Clarifying the Scope of Section 739(2) on Deeming Provisions in Tax Avoidance: R v Dimsey [2001] UKHL 46

Clarifying the Scope of Section 739(2) on Deeming Provisions in Tax Avoidance: R v Dimsey [2001] UKHL 46

Introduction

The case of R v Dimsey [2001] UKHL 46 represents a significant judicial examination of the United Kingdom's tax avoidance laws, particularly focusing on the interpretation of Section 739(2) of the Income and Corporation Taxes Act 1988. The appellants, Dermot Jeremy Dimsey and others, were convicted for conspiring to cheat the public revenue of corporation tax through the transfer of assets via offshore companies. The central issue on appeal was whether Section 739(2), which deems the income of a transferee to be the income of the transferor for income tax purposes, also implies that such income is not the income of the transferee for corporation tax purposes.

Summary of the Judgment

The House of Lords upheld the convictions of Dermot Jeremy Dimsey and his co-defendants, dismissing their appeal. The court reaffirmed that Section 739(2) does not exempt transferees from their corporate tax liabilities. The deeming provision strictly applies to income tax obligations of the transferor, without negating the transferee's obligation to pay corporation tax on its income. Consequently, the appellants' argument that the conviction was unsafe because Section 739(2) might render the transferees' income non-taxable was rejected.

Analysis

Precedents Cited

The judgment extensively referenced previous cases to interpret the scope and application of Section 739(2). Key among them were:

  • Vestey v Inland Revenue Commissioners [1980] AC 1148: This case limited the breadth of Section 739, specifying that it applies only to individuals attempting to avoid tax by transferring assets abroad.
  • Inland Revenue Commissioners v Garvin [1981] 1 WLR 793: Lord Wilberforce emphasized the principle against double taxation, suggesting that income should not be taxed twice.
  • Lord Howard de Walden v Inland Revenue Commissioners [1942] 1 KB 389: Highlighted that penal provisions should be interpreted to effectively deter tax avoidance practices.
  • National & Provincial Building Society v United Kingdom (1997) 25 EHRR 127: Addressed the proportionality of tax measures under human rights considerations.
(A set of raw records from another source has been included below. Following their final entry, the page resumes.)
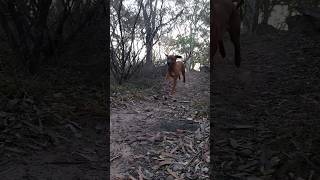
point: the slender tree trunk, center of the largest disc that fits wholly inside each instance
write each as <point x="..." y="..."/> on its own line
<point x="149" y="46"/>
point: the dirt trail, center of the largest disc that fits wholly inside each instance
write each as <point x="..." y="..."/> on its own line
<point x="146" y="120"/>
<point x="266" y="112"/>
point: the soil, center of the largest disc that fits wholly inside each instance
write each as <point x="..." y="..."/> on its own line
<point x="53" y="125"/>
<point x="148" y="126"/>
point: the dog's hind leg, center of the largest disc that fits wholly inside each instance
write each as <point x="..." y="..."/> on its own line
<point x="174" y="86"/>
<point x="184" y="75"/>
<point x="221" y="49"/>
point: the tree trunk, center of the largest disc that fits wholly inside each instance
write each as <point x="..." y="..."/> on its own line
<point x="149" y="46"/>
<point x="266" y="11"/>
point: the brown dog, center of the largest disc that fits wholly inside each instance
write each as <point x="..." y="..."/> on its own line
<point x="175" y="68"/>
<point x="226" y="17"/>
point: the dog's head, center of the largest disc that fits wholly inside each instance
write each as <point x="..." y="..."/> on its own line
<point x="172" y="59"/>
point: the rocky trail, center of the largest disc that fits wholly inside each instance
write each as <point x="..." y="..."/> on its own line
<point x="266" y="114"/>
<point x="156" y="136"/>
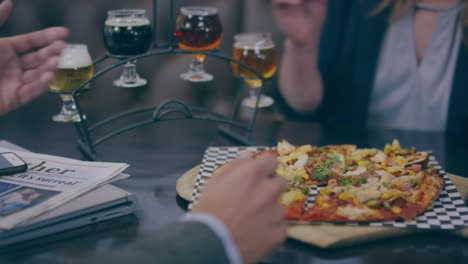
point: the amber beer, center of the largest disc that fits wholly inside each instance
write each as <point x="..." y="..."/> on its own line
<point x="75" y="67"/>
<point x="260" y="55"/>
<point x="198" y="29"/>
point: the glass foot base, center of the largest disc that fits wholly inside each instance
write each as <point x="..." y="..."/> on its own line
<point x="265" y="101"/>
<point x="196" y="76"/>
<point x="66" y="118"/>
<point x="138" y="83"/>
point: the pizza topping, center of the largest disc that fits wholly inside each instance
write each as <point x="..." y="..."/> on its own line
<point x="363" y="184"/>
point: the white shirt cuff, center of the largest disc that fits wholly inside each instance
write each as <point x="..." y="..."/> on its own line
<point x="220" y="230"/>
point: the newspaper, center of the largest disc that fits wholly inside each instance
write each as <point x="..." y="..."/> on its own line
<point x="49" y="182"/>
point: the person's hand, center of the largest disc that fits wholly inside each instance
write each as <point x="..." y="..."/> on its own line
<point x="244" y="195"/>
<point x="300" y="21"/>
<point x="27" y="62"/>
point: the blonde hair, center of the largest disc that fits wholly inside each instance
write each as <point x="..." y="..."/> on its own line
<point x="399" y="8"/>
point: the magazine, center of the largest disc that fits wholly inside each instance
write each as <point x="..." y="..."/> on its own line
<point x="49" y="182"/>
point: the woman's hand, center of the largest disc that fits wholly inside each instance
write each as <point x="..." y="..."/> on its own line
<point x="300" y="21"/>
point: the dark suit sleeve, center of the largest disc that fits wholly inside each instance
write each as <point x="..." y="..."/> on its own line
<point x="181" y="242"/>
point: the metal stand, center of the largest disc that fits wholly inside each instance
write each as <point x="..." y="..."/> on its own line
<point x="169" y="110"/>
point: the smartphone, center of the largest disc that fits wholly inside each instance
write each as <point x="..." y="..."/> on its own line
<point x="10" y="163"/>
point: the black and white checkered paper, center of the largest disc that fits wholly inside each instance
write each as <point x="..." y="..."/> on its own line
<point x="448" y="211"/>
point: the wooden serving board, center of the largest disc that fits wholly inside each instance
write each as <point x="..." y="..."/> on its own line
<point x="332" y="236"/>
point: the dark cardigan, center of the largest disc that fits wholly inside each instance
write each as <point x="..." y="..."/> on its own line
<point x="349" y="51"/>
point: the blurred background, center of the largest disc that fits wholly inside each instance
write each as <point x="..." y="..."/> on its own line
<point x="85" y="19"/>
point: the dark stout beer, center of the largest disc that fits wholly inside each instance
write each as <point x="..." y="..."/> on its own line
<point x="198" y="28"/>
<point x="127" y="35"/>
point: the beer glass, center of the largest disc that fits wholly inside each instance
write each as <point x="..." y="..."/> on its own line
<point x="198" y="29"/>
<point x="127" y="32"/>
<point x="75" y="67"/>
<point x="258" y="51"/>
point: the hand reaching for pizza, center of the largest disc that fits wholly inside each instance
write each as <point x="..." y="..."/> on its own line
<point x="27" y="62"/>
<point x="300" y="20"/>
<point x="244" y="195"/>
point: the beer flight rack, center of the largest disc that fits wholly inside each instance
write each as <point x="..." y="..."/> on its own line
<point x="168" y="110"/>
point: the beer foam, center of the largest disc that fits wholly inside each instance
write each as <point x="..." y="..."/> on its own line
<point x="74" y="56"/>
<point x="126" y="22"/>
<point x="198" y="10"/>
<point x="254" y="45"/>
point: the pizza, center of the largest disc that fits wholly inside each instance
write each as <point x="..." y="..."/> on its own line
<point x="356" y="184"/>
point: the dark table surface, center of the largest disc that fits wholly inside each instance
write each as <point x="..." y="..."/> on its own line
<point x="159" y="154"/>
These precedents collectively influenced the court's interpretation of the deeming provisions, ensuring that legislative intent and constitutional principles were upheld.

Legal Reasoning

The core of the court's legal reasoning centered on the proper interpretation of Section 739(2). The Lords examined whether the deeming provision should extend to exclude the transferee's income from being subject to corporation tax. Lord Bingham, delivering the opinion, concluded that the legislative history and the specific wording of the statute did not support such an extension. The provision was intended to address income tax liabilities of the transferor without affecting the transferee's corporate tax obligations.

Furthermore, the Lords considered the argument of potential double taxation. While acknowledging the existence of Section 743(1), which addresses the issue of double taxation for the transferor, they found no statutory provision that exempts transferees from corporation tax due to the deeming provision. However, the theoretical concerns of double taxation were deemed non-material in practice, as transferees are typically entities chosen to evade UK tax and thus are unlikely to be pursued effectively for corporation tax liabilities.
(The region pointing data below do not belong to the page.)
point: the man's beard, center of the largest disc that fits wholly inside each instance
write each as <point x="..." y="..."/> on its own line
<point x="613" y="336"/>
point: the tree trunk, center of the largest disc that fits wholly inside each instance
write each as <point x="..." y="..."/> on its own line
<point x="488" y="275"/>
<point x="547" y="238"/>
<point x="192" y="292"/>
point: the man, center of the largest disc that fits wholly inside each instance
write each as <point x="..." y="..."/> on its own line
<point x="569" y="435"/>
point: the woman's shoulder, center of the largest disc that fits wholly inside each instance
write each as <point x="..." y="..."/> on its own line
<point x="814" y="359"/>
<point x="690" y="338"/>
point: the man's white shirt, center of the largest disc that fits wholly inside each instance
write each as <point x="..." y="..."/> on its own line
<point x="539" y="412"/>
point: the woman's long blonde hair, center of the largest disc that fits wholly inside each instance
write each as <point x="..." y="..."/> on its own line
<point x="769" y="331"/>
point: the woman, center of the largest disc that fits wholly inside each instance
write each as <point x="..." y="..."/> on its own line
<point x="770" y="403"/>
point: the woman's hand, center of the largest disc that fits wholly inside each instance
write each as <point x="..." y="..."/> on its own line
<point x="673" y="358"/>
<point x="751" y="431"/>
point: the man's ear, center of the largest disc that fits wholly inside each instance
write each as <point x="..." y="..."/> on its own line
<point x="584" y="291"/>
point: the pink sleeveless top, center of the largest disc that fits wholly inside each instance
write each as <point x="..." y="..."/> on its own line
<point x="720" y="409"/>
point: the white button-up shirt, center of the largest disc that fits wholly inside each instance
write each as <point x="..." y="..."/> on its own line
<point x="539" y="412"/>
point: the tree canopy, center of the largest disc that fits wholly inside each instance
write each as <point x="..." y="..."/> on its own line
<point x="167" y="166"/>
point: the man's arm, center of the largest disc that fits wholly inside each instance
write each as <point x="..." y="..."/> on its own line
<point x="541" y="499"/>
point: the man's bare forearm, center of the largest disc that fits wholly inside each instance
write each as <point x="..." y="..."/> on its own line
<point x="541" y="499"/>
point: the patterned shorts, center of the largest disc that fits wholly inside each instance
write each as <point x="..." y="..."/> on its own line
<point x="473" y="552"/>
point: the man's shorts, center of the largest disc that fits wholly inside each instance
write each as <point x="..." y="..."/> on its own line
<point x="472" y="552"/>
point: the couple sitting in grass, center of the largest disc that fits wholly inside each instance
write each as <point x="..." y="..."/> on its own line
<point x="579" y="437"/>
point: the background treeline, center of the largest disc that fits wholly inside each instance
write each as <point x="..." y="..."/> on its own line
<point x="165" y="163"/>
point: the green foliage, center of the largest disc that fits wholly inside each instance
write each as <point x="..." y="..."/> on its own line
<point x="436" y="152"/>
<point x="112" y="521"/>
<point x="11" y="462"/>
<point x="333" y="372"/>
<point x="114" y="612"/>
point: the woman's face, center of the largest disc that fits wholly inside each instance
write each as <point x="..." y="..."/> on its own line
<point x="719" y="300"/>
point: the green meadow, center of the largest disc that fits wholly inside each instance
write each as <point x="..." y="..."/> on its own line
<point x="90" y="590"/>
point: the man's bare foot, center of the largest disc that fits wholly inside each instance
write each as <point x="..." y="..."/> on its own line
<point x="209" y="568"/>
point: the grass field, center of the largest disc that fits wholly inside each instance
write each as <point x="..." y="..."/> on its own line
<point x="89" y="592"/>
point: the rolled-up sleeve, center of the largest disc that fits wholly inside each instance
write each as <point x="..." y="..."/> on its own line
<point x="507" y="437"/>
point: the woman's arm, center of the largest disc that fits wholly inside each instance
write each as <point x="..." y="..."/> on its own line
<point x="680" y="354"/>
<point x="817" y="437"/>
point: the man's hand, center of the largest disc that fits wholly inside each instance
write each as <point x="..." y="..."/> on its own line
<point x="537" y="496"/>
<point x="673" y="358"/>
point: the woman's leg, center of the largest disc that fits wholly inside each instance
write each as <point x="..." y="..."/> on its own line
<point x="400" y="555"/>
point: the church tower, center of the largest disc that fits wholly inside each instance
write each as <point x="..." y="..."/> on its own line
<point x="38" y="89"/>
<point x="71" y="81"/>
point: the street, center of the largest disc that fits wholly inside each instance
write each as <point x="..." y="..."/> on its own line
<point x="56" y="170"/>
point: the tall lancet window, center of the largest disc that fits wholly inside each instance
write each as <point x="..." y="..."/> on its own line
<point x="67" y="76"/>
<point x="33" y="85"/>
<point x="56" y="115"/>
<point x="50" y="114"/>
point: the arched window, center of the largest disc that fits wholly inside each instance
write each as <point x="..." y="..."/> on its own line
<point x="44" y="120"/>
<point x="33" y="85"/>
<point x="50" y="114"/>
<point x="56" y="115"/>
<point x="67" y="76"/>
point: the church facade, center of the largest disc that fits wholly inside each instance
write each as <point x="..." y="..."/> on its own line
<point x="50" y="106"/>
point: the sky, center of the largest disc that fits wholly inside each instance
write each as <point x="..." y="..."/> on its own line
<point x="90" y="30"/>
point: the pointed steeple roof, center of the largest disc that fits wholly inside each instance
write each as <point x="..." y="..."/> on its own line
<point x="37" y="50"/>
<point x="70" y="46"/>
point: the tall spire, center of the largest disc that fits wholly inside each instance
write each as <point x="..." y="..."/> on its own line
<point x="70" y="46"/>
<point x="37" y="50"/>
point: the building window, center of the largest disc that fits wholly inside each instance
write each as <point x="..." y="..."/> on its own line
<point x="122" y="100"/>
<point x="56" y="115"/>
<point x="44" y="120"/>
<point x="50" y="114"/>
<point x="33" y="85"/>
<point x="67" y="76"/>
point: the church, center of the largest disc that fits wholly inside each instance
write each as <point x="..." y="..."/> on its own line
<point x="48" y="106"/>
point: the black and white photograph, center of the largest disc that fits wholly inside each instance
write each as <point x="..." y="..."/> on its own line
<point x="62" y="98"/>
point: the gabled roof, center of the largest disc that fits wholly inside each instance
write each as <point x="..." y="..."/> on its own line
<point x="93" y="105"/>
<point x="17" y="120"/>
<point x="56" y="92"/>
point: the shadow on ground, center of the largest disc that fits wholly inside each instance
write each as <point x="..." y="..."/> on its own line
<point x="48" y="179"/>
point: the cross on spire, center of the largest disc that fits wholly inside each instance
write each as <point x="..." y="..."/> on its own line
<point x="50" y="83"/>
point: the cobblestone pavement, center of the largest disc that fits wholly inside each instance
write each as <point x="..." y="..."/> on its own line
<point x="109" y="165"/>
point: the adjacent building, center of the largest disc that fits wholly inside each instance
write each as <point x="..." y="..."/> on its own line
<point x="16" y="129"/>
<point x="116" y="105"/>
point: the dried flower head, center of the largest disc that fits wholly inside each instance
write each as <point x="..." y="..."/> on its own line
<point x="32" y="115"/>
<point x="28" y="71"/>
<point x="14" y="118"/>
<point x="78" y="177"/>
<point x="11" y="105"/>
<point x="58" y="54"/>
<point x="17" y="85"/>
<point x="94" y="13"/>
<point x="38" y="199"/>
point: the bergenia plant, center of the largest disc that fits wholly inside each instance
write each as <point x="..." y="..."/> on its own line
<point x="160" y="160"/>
Additionally, the court addressed human rights considerations under the Human Rights Act 1998. It was determined that the section in question did not infringe upon the rights guaranteed under Article 1 of Protocol No. 1, as the legislative measures were within the permissible limits aimed at combating tax avoidance.

Impact

The judgment clarified the boundaries of Section 739(2), reaffirming that while it effectively targets the income tax liabilities of individuals involved in tax avoidance schemes, it does not absolve corporate transferees from their corporation tax responsibilities. This distinction ensures that the provision maintains its focus on deterring individuals from circumventing tax obligations without inadvertently shielding corporations from legitimate tax duties.
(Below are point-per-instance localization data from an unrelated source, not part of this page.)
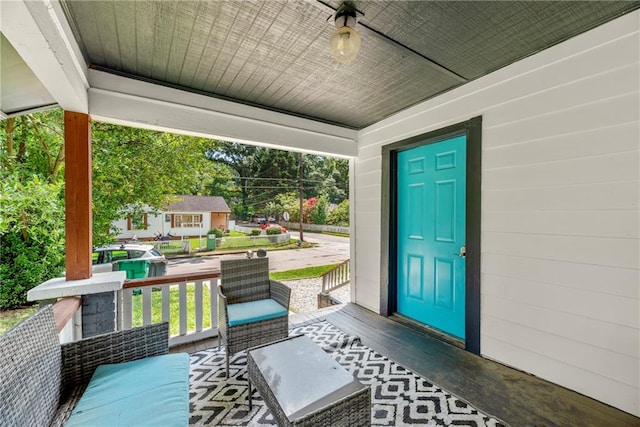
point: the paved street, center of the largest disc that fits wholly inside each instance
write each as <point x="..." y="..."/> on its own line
<point x="330" y="249"/>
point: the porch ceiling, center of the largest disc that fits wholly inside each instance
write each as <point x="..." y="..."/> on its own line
<point x="273" y="54"/>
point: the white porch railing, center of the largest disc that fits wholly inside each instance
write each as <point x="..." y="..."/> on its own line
<point x="187" y="302"/>
<point x="336" y="278"/>
<point x="172" y="246"/>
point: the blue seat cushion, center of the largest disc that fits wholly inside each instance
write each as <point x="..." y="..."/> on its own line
<point x="254" y="311"/>
<point x="146" y="392"/>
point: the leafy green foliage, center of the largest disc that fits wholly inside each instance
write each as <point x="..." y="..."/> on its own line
<point x="340" y="215"/>
<point x="274" y="229"/>
<point x="318" y="209"/>
<point x="134" y="170"/>
<point x="31" y="236"/>
<point x="217" y="232"/>
<point x="266" y="181"/>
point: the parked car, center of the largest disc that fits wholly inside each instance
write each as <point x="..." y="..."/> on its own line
<point x="104" y="257"/>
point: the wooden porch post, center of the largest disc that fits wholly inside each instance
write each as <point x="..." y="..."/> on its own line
<point x="77" y="151"/>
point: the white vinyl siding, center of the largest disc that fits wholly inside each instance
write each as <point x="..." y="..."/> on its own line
<point x="560" y="226"/>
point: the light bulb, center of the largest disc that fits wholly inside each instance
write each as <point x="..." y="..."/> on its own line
<point x="344" y="44"/>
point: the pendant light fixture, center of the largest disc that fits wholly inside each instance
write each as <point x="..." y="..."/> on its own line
<point x="345" y="42"/>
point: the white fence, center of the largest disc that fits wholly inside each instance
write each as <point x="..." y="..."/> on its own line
<point x="188" y="303"/>
<point x="316" y="227"/>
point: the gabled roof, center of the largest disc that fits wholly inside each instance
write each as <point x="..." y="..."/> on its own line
<point x="199" y="204"/>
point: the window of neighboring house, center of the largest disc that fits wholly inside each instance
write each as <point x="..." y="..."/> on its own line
<point x="186" y="220"/>
<point x="137" y="222"/>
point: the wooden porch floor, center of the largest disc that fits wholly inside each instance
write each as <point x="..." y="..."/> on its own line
<point x="518" y="398"/>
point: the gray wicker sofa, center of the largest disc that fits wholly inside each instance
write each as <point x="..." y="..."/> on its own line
<point x="41" y="381"/>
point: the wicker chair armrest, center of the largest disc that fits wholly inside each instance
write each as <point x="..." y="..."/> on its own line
<point x="280" y="292"/>
<point x="81" y="358"/>
<point x="223" y="315"/>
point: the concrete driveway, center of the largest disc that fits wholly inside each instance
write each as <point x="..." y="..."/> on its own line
<point x="330" y="249"/>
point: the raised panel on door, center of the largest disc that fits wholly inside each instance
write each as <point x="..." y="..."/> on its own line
<point x="430" y="234"/>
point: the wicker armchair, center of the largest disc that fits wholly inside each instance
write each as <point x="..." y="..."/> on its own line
<point x="42" y="380"/>
<point x="243" y="283"/>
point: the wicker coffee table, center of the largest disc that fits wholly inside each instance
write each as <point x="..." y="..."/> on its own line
<point x="303" y="386"/>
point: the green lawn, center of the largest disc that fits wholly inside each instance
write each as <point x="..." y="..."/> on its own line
<point x="174" y="309"/>
<point x="302" y="273"/>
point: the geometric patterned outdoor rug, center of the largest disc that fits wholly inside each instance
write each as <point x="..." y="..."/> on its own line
<point x="399" y="397"/>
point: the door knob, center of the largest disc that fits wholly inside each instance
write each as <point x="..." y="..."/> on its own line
<point x="463" y="252"/>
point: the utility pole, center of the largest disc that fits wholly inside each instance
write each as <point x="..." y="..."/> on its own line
<point x="301" y="190"/>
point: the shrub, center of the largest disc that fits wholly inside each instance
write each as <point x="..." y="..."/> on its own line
<point x="274" y="229"/>
<point x="217" y="232"/>
<point x="318" y="210"/>
<point x="340" y="215"/>
<point x="31" y="237"/>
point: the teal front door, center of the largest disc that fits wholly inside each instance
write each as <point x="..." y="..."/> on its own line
<point x="431" y="205"/>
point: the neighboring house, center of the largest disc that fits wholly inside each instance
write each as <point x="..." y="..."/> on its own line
<point x="189" y="216"/>
<point x="547" y="230"/>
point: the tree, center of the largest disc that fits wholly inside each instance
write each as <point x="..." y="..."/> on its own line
<point x="136" y="170"/>
<point x="263" y="174"/>
<point x="31" y="204"/>
<point x="339" y="215"/>
<point x="31" y="236"/>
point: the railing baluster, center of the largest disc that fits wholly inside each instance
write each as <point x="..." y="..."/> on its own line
<point x="198" y="303"/>
<point x="127" y="309"/>
<point x="146" y="306"/>
<point x="336" y="278"/>
<point x="151" y="303"/>
<point x="182" y="296"/>
<point x="166" y="303"/>
<point x="213" y="295"/>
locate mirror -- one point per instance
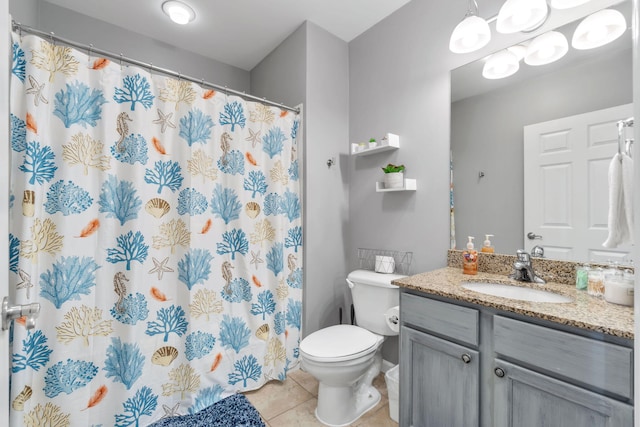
(487, 121)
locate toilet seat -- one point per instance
(338, 343)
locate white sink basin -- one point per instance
(515, 292)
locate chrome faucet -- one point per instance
(523, 270)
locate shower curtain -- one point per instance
(159, 226)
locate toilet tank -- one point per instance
(373, 294)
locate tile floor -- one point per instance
(292, 403)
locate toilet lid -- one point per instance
(338, 341)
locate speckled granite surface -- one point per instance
(549, 269)
(584, 312)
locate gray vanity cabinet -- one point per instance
(524, 398)
(441, 380)
(440, 364)
(565, 369)
(467, 365)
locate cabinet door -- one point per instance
(439, 382)
(524, 398)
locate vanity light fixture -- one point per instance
(179, 12)
(501, 64)
(567, 4)
(599, 29)
(521, 15)
(472, 33)
(546, 48)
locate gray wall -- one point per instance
(80, 28)
(487, 135)
(311, 66)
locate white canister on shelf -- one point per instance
(385, 264)
(619, 289)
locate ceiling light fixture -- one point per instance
(599, 29)
(521, 15)
(546, 48)
(471, 34)
(179, 12)
(500, 65)
(567, 4)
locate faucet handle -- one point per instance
(523, 255)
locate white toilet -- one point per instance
(345, 359)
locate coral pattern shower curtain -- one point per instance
(159, 226)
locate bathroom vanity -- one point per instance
(469, 359)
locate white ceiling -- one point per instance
(237, 32)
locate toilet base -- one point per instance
(363, 400)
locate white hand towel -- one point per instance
(620, 201)
(627, 191)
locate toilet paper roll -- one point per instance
(392, 317)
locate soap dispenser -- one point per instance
(470, 258)
(487, 248)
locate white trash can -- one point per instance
(392, 378)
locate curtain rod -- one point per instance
(119, 57)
Moreover, the decision underscores the importance of statutory interpretation grounded in legislative intent and precedent. Future cases involving Section 739(2) will reference this judgment to reinforce the non-application of the deeming provision to corporate entities, thus maintaining consistency in the enforcement of tax laws.

In a broader context, the judgment serves as a deterrent against complex tax avoidance strategies that exploit statutory provisions, reinforcing the principle that legislative measures to prevent tax evasion are to be strictly interpreted and enforced.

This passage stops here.